I have start ups running that I don't need? I would much appreciate knowing which I could turn off. I have already disabled everything that I recognize as unnecessary through What's Running (http://www.whatsrunning.net/whatsrunning/main.aspx). If there are others that I don't need I would like to shut them off. I just didn't want to turn off anything important.

Does anyone know what that 'svchost.exe' is? I googgled it and it says it has something to do with Windows update or something. It never used to be there though. And now it really hogs resource on start up. It will use a whole core all by itself for over a minute. I have like 5 different 
'svchost.exe's now; has anyone heard of anything malicious that uses this name? Or is it just a Windows thing?

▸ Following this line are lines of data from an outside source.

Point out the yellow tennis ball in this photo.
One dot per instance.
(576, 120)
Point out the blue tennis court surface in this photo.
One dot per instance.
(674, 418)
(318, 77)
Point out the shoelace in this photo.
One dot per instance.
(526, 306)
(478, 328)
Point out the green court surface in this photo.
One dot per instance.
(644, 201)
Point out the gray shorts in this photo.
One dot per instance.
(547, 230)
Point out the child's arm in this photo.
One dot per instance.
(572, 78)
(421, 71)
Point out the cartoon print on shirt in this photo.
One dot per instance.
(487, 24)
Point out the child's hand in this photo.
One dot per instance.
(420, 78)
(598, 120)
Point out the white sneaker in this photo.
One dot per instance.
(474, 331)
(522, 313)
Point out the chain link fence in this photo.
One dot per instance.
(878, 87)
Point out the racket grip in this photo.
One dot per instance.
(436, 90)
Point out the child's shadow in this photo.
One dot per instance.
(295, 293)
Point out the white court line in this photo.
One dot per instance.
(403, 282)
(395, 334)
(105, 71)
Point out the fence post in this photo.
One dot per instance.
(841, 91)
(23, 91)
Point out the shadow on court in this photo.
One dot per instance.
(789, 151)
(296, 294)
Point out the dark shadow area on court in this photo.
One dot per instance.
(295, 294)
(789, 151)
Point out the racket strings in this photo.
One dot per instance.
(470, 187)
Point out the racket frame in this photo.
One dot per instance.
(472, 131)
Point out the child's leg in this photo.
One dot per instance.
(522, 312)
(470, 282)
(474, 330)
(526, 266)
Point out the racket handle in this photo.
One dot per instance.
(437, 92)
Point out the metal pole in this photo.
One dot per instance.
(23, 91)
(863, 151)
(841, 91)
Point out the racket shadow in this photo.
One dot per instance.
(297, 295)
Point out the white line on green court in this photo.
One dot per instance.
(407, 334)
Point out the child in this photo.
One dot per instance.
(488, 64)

Once again, thank you very much, I know you are all busy and I very much appreciate your assistance.


----------



## NewGuestGuy (Dec 8, 2007)

Oh, happy birthday Cookiegal! I just noticed the 'birhtday' icon. I hope you have a good one!


----------



## ~Candy~ (Jan 27, 2001)

O4 - HKLM\..\Run: [UltraMon] "C:\Program Files\UltraMon\UltraMon.exe" /auto
O4 - HKLM\..\Run: [Adobe Reader Speed Launcher] "C:\Program Files\Adobe\Reader 8.0\Reader\Reader_sl.exe"
O4 - HKLM\..\Run: [NvMediaCenter] RUNDLL32.EXE C:\WINDOWS\system32\NvMcTray.dll,NvTaskbarInit
O4 - HKLM\..\Run: [SunJavaUpdateSched] "C:\Program Files\Java\jre1.6.0_03\bin\jusched.exe"
O4 - HKLM\..\Run: [QuickTime Task] "C:\Program Files\QuickTime\qttask.exe" -atboottime
O4 - HKCU\..\Run: [ctfmon.exe] C:\WINDOWS\system32\ctfmon.exe
O4 - HKCU\..\Run: [Creative MediaSource Go] "C:\Program Files\Creative\MediaSource5\Go\CTCMSGoU.exe" /SCB
O4 - HKCU\..\Run: [AnyDVD] C:\Program Files\SlySoft\AnyDVD\AnyDVD.exe
O4 - HKCU\..\Run: [DAEMON Tools Pro Agent] "I:\Program Files 2\DAEMON Tools Pro\DTProAgent.exe"

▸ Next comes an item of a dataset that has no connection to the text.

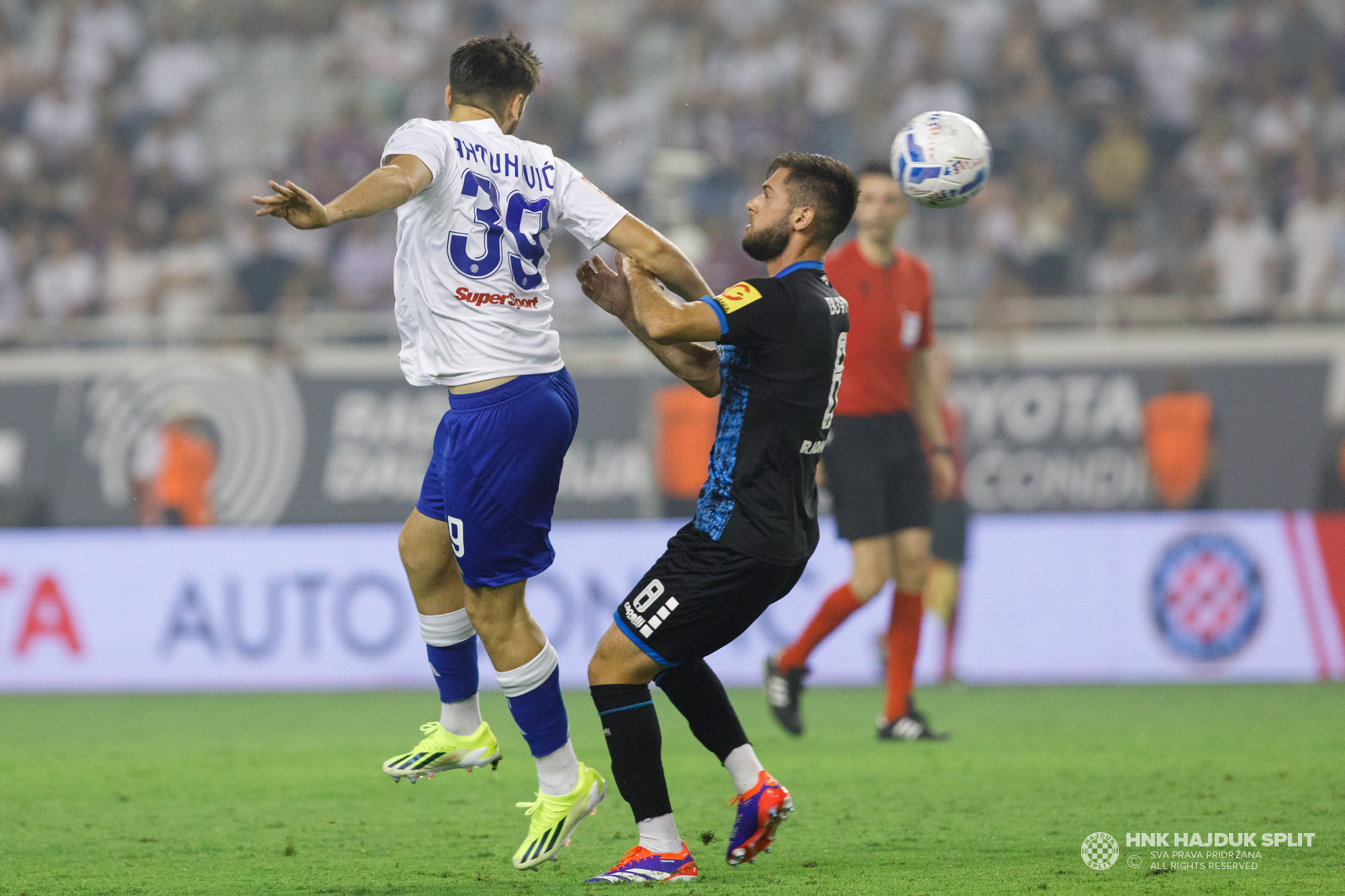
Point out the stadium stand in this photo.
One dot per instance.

Those are some candidates to check  If you miss something that you want to start all the time, just go back and re-enable it via start, run, msconfig, start up tab.


----------



## Cookiegal (Aug 27, 2003)

I didn't think Norton Ghost used LiveUpdate but apparently it does so we'll leave that alone.

svchost.exe is a valid file but malware can use the same name as well so I think we need to investigate a little further.

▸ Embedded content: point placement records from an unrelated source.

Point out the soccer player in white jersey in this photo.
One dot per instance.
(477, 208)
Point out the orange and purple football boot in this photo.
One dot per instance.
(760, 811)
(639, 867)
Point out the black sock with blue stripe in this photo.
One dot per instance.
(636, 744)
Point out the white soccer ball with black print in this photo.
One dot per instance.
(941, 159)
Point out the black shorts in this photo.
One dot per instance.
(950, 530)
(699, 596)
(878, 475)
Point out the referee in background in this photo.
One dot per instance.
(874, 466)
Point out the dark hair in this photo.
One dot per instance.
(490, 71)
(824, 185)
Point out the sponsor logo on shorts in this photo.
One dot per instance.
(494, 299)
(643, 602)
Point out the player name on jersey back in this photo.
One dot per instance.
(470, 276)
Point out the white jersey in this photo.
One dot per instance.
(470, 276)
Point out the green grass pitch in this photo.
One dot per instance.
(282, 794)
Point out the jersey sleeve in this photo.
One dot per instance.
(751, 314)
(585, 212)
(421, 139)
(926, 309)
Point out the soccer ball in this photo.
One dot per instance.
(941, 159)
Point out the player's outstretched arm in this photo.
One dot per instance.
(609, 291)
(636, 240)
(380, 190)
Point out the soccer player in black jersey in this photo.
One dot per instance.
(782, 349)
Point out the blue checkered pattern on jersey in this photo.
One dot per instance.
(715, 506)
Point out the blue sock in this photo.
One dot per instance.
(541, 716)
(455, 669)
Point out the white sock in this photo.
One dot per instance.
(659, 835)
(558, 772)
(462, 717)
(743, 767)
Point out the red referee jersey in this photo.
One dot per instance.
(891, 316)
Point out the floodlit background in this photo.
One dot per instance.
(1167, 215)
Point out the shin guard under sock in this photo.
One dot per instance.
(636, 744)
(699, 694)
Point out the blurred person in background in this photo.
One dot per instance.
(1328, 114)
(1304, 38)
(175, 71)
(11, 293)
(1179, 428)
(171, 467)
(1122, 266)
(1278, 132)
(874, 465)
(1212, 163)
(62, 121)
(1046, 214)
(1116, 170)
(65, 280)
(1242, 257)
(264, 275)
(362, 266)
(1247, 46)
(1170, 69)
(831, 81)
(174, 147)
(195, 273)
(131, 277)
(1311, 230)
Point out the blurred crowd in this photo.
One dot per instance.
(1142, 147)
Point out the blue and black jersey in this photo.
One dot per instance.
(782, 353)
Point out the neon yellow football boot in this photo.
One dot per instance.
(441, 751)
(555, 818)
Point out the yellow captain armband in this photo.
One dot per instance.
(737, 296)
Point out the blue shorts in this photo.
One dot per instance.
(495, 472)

Download and install *AVG Anti-Spyware v7.5*. Note to AVG Free anti-virus program users only: This is not the same program as the one you already have, this is an anti-spyware program so please proceed with the instructions. 

After download, double click on the file to launch the install process. 
Choose a language, click "*OK*" and then click "*Next*". 
Read the "_License Agreement_" and click "*I Agree*". 
Accept default installation path: C:\Program Files\Grisoft\AVG Anti-Spyware 7.5, click "*Next*", then click "*Install*". 
After setup completes, click "*Finish*" to start the program automatically or launch AVG Anti-Spyware by double-clicking its icon on your desktop or in the system tray. 
The main "*Status*" menu will appear. Select "_Change state_" to inactivate '*Resident Shield*' and '*Automatic Updates*'. _As AVG Anti-Spyware may interfere with some of our other fixes, we are temporarily disabling its active protection features until your system is clean, then you can re-enable them._ 
Then right click on AVG Anti-Spyware in the system tray and *uncheck* "*Start with Windows*". 
Connect to the Internet, go back to AVG Anti-Spyware, select the "*Update*" button and click "*Start update*". 
Wait until you see the "_Update successful_" message. If you are having problems with the updater, manually download and update with the AVG Anti-Spyware Full database installer. 
Exit AVG Anti-Spyware when done - *DO NOT perform a scan yet*.
*Reboot your computer in SAFE MODE* using the *F8* method. To do this, restart your computer and after hearing your computer beep once during startup (but before the Windows icon appears) press the F8 key repeatedly. A menu will appear with several options. Use the arrow keys to navigate and select the option to run Windows in "Safe Mode". _(Note: When run in safe mode, sometimes the GUI is larger than the screen and the buttons at the bottom are partly or completely hidden, making them inaccessible for doing a scan. If this happens press Alt + Spacebar. A menu will come open, make sure you select maximize then run the scan. If that does not help, then you may have to run your scan in normal mode and advise your helper afterwards.)_

*Scan with AVG Anti-Spyware as follows*:
Click on the "*Scanner*" button and choose the "*Settings*" tab.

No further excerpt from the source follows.